Generally your slide set will start with something like
My Presentation
###############
< <class: slide!12pt! !CUR-DAL Id Mgmt>>
< <author: Sampo Kellomäki (sampo@symlabs.com)>>
< <maketitle: 1>>
< <moretexpreamble:
\usepackage{pdfslide} \overlay{background.pdf}
\fancyhead{}
\fancyfoot{}
\fancyhead[R]{\tiny{\thepage}}
\fancyfoot[L]{\raisebox{-5mm}{\includegraphics[height=6mm,keepaspectratio]{logo1.pdf}}}
\fancyfoot[C]{\raisebox{-5mm}{\includegraphics[height=8mm,keepaspectratio]{logo2.pdf}}}
\fancyfoot[R]{\raisebox{-5mm}{\includegraphics[height=8mm,keepaspectratio]{logo2.pdf}}}
%\setlength{\footskip}{2\baselineskip}
> >
This enables special page size and margins that are useful for creating slides. It also creates a page break after each section (there may be other page breaks if you have more material than will fit on one slide). Of course you can always add more page breaks by using
<<newpage: >>
construct.
The moretexpreamble stuff is direct LaTeX code that allows you fine control over headers, footers, and the background of your slides. Especially the overlay feature is great for getting the "corporate look" to your slides. If you do not understand what it does, you need to ask some LaTeX expert. One caveat: the .pdf files that you might use in includegraphics are relative to the tex/ directory.
If you need to get just one or two more lines on page, you may find
< <tex: \enlargethispage*{\baselineskip}> >
useful.
In slide mode, the sections and subsections are not numbered. If you want numbering, you should simply add the numbers manually.
You can include images and figures in your slides in a normal way. However, at times it may be useful to omit the legend from the figures. You can do this by supplying "0" (zero) as the legend.
To print the slides, reorder pages (mpage -j flags are buggy)

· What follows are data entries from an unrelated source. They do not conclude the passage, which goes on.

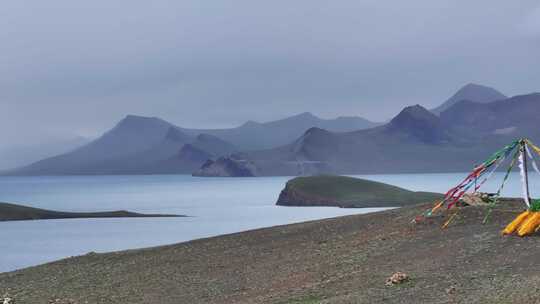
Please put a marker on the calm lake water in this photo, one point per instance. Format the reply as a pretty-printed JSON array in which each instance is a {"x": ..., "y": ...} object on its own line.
[{"x": 216, "y": 206}]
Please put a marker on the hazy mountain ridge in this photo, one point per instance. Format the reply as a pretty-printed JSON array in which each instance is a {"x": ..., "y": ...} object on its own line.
[
  {"x": 146, "y": 145},
  {"x": 256, "y": 136},
  {"x": 473, "y": 92},
  {"x": 415, "y": 140}
]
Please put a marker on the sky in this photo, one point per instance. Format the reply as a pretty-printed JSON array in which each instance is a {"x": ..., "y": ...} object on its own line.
[{"x": 74, "y": 68}]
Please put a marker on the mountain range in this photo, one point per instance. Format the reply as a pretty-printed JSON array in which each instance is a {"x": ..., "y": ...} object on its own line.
[
  {"x": 473, "y": 123},
  {"x": 150, "y": 145}
]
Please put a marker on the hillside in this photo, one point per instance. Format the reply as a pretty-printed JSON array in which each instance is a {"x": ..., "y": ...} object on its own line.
[
  {"x": 341, "y": 260},
  {"x": 348, "y": 192},
  {"x": 13, "y": 212}
]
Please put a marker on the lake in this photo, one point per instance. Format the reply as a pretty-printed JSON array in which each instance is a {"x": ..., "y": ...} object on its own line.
[{"x": 215, "y": 206}]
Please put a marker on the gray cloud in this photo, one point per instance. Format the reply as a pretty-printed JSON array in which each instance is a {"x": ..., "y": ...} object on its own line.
[{"x": 76, "y": 67}]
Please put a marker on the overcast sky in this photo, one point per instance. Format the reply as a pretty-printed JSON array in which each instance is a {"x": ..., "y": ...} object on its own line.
[{"x": 76, "y": 67}]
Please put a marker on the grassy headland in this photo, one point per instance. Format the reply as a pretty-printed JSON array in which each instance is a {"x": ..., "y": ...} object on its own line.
[{"x": 349, "y": 192}]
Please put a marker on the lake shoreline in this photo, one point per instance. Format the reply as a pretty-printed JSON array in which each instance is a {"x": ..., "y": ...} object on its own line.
[{"x": 343, "y": 259}]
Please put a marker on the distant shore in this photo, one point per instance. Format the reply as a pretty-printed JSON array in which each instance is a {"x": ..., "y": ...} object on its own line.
[{"x": 14, "y": 212}]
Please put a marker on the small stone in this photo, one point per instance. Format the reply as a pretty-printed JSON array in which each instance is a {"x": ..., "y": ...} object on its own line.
[{"x": 397, "y": 278}]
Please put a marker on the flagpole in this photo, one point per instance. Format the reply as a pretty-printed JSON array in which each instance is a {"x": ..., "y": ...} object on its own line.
[{"x": 523, "y": 151}]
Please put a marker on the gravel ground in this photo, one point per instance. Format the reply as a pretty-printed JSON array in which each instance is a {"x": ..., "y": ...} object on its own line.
[{"x": 341, "y": 260}]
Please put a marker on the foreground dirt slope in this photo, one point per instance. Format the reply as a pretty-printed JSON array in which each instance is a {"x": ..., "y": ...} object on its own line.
[{"x": 342, "y": 260}]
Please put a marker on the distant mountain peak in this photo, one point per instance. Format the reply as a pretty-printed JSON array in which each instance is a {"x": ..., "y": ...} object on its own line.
[
  {"x": 418, "y": 122},
  {"x": 473, "y": 92},
  {"x": 416, "y": 112},
  {"x": 306, "y": 115},
  {"x": 314, "y": 131}
]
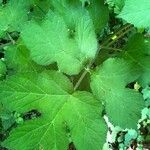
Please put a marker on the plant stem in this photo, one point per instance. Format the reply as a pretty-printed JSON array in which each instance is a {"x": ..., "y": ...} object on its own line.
[
  {"x": 106, "y": 44},
  {"x": 3, "y": 45},
  {"x": 11, "y": 39}
]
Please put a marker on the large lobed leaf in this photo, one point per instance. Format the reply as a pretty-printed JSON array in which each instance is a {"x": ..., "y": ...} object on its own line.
[
  {"x": 108, "y": 83},
  {"x": 65, "y": 117}
]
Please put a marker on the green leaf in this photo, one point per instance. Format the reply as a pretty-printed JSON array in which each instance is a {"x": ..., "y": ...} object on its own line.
[
  {"x": 117, "y": 5},
  {"x": 13, "y": 15},
  {"x": 56, "y": 44},
  {"x": 109, "y": 82},
  {"x": 3, "y": 68},
  {"x": 71, "y": 12},
  {"x": 65, "y": 117},
  {"x": 137, "y": 51},
  {"x": 136, "y": 13},
  {"x": 17, "y": 58}
]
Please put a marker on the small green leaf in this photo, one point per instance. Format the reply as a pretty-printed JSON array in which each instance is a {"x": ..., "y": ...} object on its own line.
[
  {"x": 3, "y": 68},
  {"x": 123, "y": 105},
  {"x": 56, "y": 46},
  {"x": 13, "y": 15},
  {"x": 136, "y": 12},
  {"x": 137, "y": 51},
  {"x": 18, "y": 59}
]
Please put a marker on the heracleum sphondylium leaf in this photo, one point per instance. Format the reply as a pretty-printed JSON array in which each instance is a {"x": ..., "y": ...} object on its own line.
[
  {"x": 136, "y": 12},
  {"x": 56, "y": 45},
  {"x": 61, "y": 112},
  {"x": 108, "y": 83}
]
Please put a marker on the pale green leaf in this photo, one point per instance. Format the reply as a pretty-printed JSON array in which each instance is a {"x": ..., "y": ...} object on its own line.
[
  {"x": 108, "y": 83},
  {"x": 17, "y": 59},
  {"x": 13, "y": 15},
  {"x": 56, "y": 45},
  {"x": 136, "y": 12},
  {"x": 3, "y": 68},
  {"x": 71, "y": 12},
  {"x": 65, "y": 117},
  {"x": 137, "y": 51}
]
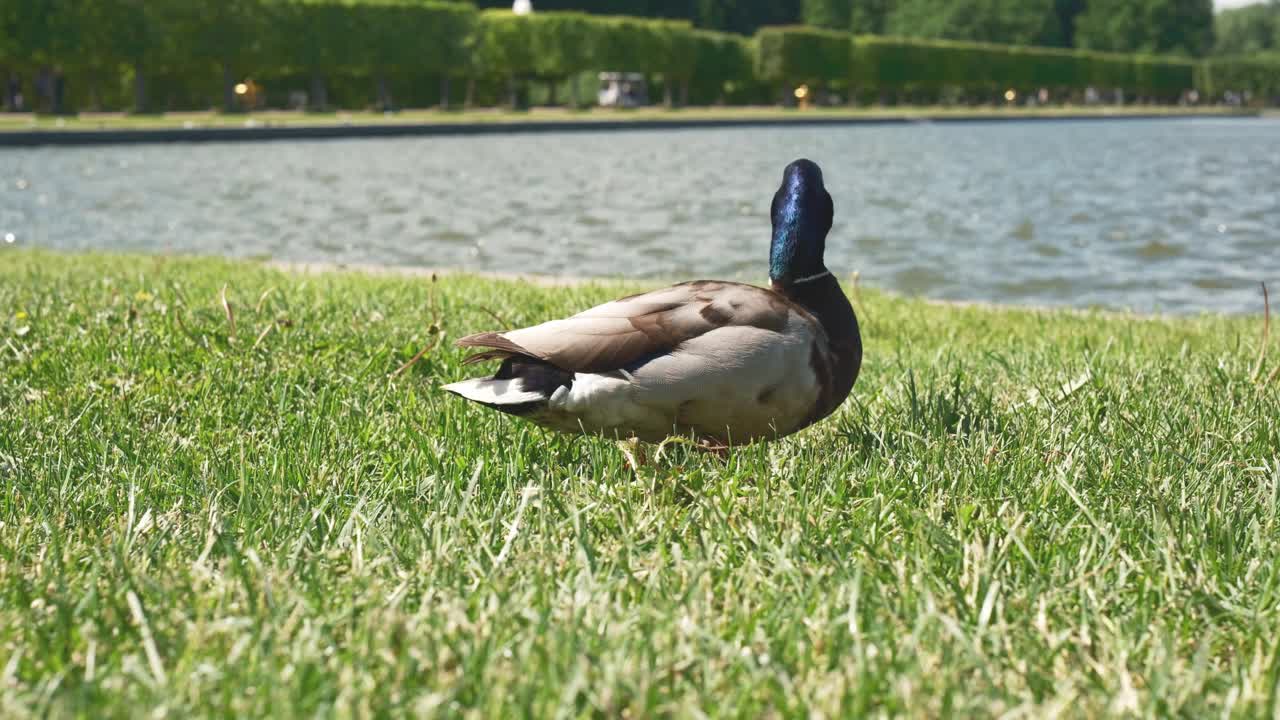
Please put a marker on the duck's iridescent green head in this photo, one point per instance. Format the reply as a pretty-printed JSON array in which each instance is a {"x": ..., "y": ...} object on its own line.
[{"x": 801, "y": 218}]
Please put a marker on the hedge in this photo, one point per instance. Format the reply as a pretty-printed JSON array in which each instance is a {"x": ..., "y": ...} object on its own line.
[
  {"x": 794, "y": 55},
  {"x": 910, "y": 64},
  {"x": 117, "y": 51},
  {"x": 1257, "y": 74}
]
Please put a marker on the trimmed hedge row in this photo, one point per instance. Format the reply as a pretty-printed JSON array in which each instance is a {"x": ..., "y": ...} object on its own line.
[
  {"x": 188, "y": 46},
  {"x": 1257, "y": 74},
  {"x": 901, "y": 64}
]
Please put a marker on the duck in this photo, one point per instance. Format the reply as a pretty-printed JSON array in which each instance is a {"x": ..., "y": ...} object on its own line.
[{"x": 718, "y": 363}]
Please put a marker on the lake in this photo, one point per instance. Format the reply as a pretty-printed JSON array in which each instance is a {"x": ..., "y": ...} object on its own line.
[{"x": 1152, "y": 215}]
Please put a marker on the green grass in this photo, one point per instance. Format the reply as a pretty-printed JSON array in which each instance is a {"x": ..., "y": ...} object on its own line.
[
  {"x": 259, "y": 519},
  {"x": 279, "y": 118}
]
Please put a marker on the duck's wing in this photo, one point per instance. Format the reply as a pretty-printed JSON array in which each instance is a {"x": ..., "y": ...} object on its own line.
[{"x": 618, "y": 335}]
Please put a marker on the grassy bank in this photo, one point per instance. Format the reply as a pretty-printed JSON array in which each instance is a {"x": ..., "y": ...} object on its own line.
[
  {"x": 119, "y": 121},
  {"x": 240, "y": 507}
]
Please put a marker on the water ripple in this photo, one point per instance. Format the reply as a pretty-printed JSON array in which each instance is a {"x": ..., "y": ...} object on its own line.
[{"x": 1176, "y": 215}]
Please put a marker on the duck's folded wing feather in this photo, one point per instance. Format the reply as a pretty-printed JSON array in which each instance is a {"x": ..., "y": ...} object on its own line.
[{"x": 617, "y": 335}]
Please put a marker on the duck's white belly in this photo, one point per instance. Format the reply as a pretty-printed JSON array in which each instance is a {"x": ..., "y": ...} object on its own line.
[{"x": 731, "y": 384}]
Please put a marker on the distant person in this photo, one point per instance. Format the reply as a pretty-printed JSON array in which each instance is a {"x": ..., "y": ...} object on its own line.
[
  {"x": 13, "y": 95},
  {"x": 44, "y": 90},
  {"x": 59, "y": 90}
]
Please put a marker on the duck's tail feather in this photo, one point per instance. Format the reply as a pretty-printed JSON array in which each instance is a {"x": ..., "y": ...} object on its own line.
[
  {"x": 496, "y": 393},
  {"x": 521, "y": 386}
]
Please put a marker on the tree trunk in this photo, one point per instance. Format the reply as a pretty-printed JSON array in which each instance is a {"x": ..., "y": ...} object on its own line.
[
  {"x": 140, "y": 89},
  {"x": 319, "y": 100},
  {"x": 228, "y": 89}
]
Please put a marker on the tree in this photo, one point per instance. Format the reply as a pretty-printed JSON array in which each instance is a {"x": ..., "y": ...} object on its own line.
[
  {"x": 1068, "y": 12},
  {"x": 868, "y": 17},
  {"x": 1244, "y": 31},
  {"x": 833, "y": 14},
  {"x": 222, "y": 33},
  {"x": 135, "y": 33},
  {"x": 1183, "y": 27},
  {"x": 745, "y": 17},
  {"x": 1011, "y": 22}
]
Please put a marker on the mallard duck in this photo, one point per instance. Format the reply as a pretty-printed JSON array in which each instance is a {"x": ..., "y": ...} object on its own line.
[{"x": 722, "y": 363}]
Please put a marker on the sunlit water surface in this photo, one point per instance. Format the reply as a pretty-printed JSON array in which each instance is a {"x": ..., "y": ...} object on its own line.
[{"x": 1165, "y": 215}]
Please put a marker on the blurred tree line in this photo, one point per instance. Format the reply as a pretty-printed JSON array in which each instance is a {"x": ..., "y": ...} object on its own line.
[
  {"x": 177, "y": 54},
  {"x": 1253, "y": 28},
  {"x": 1118, "y": 26}
]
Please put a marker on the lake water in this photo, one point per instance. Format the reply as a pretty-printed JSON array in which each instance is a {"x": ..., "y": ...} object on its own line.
[{"x": 1152, "y": 215}]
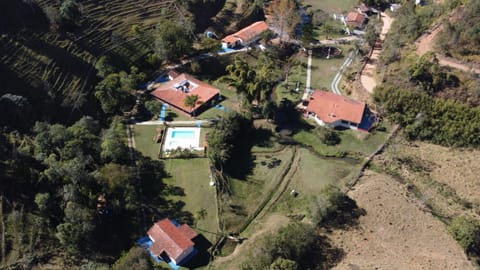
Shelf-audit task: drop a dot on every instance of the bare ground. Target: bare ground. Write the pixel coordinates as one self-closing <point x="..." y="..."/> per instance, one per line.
<point x="426" y="44"/>
<point x="396" y="233"/>
<point x="268" y="225"/>
<point x="367" y="77"/>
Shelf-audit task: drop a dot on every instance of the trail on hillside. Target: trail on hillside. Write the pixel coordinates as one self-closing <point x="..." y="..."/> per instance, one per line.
<point x="426" y="44"/>
<point x="367" y="78"/>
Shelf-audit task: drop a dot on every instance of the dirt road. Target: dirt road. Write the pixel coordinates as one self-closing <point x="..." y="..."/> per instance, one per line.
<point x="425" y="44"/>
<point x="395" y="233"/>
<point x="367" y="77"/>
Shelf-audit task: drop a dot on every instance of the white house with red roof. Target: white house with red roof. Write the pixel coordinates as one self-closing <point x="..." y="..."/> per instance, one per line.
<point x="327" y="108"/>
<point x="170" y="241"/>
<point x="356" y="20"/>
<point x="245" y="36"/>
<point x="175" y="91"/>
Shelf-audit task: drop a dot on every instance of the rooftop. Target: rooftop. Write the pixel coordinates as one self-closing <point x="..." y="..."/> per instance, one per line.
<point x="247" y="33"/>
<point x="170" y="239"/>
<point x="176" y="90"/>
<point x="356" y="19"/>
<point x="331" y="107"/>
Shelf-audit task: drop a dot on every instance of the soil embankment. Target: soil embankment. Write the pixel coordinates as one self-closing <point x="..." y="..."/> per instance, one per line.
<point x="367" y="75"/>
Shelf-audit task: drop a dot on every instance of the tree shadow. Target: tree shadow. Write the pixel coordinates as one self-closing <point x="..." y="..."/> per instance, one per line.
<point x="324" y="256"/>
<point x="203" y="257"/>
<point x="345" y="216"/>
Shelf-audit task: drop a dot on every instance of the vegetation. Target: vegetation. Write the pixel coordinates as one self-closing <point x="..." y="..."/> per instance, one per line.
<point x="283" y="15"/>
<point x="466" y="231"/>
<point x="461" y="38"/>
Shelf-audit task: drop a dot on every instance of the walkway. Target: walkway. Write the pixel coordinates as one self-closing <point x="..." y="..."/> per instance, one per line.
<point x="367" y="75"/>
<point x="338" y="76"/>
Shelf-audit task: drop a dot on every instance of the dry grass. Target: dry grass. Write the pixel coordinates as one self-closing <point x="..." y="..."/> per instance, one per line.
<point x="396" y="232"/>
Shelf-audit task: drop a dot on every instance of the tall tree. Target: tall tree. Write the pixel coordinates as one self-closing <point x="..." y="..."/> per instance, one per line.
<point x="172" y="41"/>
<point x="284" y="16"/>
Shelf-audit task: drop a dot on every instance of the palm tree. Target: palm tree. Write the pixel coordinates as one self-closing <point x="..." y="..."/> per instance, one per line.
<point x="190" y="101"/>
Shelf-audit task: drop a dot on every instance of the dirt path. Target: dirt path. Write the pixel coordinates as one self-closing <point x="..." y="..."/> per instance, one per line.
<point x="367" y="77"/>
<point x="396" y="232"/>
<point x="271" y="224"/>
<point x="425" y="44"/>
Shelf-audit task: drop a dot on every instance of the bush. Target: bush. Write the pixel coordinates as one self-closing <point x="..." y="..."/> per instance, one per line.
<point x="466" y="231"/>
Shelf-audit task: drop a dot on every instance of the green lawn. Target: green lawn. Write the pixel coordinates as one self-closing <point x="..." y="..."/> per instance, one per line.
<point x="314" y="174"/>
<point x="250" y="193"/>
<point x="330" y="6"/>
<point x="144" y="135"/>
<point x="351" y="141"/>
<point x="298" y="73"/>
<point x="193" y="175"/>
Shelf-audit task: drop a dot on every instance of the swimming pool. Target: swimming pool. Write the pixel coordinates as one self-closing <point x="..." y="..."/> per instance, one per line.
<point x="182" y="137"/>
<point x="183" y="134"/>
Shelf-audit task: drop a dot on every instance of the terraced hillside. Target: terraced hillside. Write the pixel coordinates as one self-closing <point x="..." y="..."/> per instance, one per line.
<point x="38" y="62"/>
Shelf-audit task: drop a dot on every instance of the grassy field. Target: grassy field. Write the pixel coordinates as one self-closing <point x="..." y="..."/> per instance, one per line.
<point x="144" y="135"/>
<point x="313" y="175"/>
<point x="248" y="194"/>
<point x="351" y="141"/>
<point x="193" y="175"/>
<point x="330" y="6"/>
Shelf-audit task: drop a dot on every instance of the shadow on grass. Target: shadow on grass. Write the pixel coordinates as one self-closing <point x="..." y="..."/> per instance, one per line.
<point x="203" y="257"/>
<point x="242" y="162"/>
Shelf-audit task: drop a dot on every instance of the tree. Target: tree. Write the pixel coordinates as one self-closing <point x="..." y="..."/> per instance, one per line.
<point x="114" y="146"/>
<point x="103" y="67"/>
<point x="190" y="101"/>
<point x="284" y="264"/>
<point x="172" y="40"/>
<point x="284" y="16"/>
<point x="308" y="34"/>
<point x="467" y="232"/>
<point x="70" y="11"/>
<point x="135" y="258"/>
<point x="74" y="233"/>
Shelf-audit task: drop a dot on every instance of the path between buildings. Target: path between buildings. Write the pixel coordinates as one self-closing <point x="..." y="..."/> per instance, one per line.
<point x="338" y="76"/>
<point x="425" y="44"/>
<point x="367" y="78"/>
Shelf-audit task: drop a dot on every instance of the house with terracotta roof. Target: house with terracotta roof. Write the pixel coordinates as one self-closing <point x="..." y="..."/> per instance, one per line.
<point x="327" y="108"/>
<point x="171" y="242"/>
<point x="356" y="20"/>
<point x="245" y="36"/>
<point x="175" y="91"/>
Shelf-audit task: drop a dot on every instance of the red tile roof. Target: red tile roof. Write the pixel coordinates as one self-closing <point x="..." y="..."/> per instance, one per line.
<point x="168" y="92"/>
<point x="331" y="107"/>
<point x="356" y="19"/>
<point x="170" y="239"/>
<point x="248" y="33"/>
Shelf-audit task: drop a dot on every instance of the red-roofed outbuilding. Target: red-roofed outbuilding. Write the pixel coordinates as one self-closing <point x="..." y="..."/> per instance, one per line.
<point x="175" y="91"/>
<point x="171" y="241"/>
<point x="246" y="35"/>
<point x="334" y="110"/>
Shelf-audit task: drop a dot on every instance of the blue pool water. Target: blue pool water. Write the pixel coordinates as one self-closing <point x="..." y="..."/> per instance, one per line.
<point x="183" y="134"/>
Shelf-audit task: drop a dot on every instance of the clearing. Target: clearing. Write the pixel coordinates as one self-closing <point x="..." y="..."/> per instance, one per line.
<point x="396" y="233"/>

pstops 4:2,3,0,1 /tmp/foo.ps /tmp/0.ps mpage -4 /tmp/0.ps | nc printer-ip-address 9100
The tricky part is getting the landscape slides ordered so they read naturally while most 4-up printing software (like mpage(1)) are geared towards portrait printing. If you print one, or even two, slides per page, this is not likely to be a problem. "Natural" two sided printing is left as an exercise to the reader.